Так или иначе, но ручей называется Оберстегермайстербах. Что значит в переводе ручей Главного Стрелка.
Потом мы разыскивали Наумов пиджак, выброшенный в окно на опустевшую парковку. До этого, срывая чувства, Гужев долго футболил его и мозжил об углы, запачкав так, что не надеть, тем более, что был по сезону светлый. В карманах все - сигареты "НВ", новые очки и шариковая ручка "Паркер" - растоптано в крошево, прах и труху. - Фронтовой рецидив, наверно, - бормотал Наум, как бы объясняя себе коллегу, на которого решил не жаловаться по инстанциям из высших стратегических соображений. - То есть? - Эхо, говорю, войны. Бей жида-политрука, морда просит кирпича…
Корреспондент "Монд" заранее был полон сочувствия. Но я не стал рассказывать про наши полуподвальные дела.
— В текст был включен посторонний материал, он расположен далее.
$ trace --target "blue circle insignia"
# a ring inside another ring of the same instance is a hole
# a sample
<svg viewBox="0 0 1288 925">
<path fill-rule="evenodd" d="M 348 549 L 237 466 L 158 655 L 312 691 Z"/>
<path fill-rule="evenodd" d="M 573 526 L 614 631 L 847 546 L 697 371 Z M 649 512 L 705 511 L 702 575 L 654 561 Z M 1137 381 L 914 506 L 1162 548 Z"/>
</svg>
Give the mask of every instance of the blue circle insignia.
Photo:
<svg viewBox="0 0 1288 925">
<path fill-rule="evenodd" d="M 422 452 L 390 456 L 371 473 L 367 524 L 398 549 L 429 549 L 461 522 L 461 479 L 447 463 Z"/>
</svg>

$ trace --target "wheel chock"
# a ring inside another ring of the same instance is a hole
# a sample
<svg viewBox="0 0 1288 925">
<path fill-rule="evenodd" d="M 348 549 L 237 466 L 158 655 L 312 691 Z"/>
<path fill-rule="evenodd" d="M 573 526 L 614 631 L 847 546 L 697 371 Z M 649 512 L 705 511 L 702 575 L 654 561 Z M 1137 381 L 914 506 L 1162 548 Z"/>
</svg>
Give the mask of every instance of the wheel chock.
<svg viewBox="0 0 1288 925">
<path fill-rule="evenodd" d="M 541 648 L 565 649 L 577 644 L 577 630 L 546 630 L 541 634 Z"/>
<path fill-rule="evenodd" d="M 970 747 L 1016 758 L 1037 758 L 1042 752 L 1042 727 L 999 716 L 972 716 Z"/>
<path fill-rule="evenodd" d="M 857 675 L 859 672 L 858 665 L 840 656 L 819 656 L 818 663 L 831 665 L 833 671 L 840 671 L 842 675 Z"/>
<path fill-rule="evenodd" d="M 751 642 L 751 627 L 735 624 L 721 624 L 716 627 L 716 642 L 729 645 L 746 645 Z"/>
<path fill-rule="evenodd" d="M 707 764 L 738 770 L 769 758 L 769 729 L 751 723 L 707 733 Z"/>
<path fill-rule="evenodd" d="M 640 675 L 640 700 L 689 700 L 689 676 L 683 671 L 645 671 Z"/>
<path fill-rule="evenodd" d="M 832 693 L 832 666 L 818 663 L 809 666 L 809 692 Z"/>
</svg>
Даже off the record - не для записи. Высказав мнение, что если подозрения и не беспочвенны, то во многом гипертрофированы.
И еще одно событие на какое-то время обратило наше внимание на непосредственную сферу обитания.
Корпорация, где мы работали, была самым большим подписчиком на советские издания в свободном мире (по советской статистике, получали мы здесь "291 советское периодическое издание, в том числе 59 газет и 232 общественно-политических и научных журнала"). И вот, листая свежий номер полутолстого "Журналиста", я натолкнулся на посвященную нашей корпорации документальную повесть под странным названием "Февральское "квадро"". Автор, укрывшийся под типично-"компетентным" литературным псевдонимом (Викторов Василий Иванович), доказывал, что взрыв 23 февраля 1981 года, причинивший нашему зданию ущерб на два миллиона долларов, организован был силами… Центрального разведывательного управления.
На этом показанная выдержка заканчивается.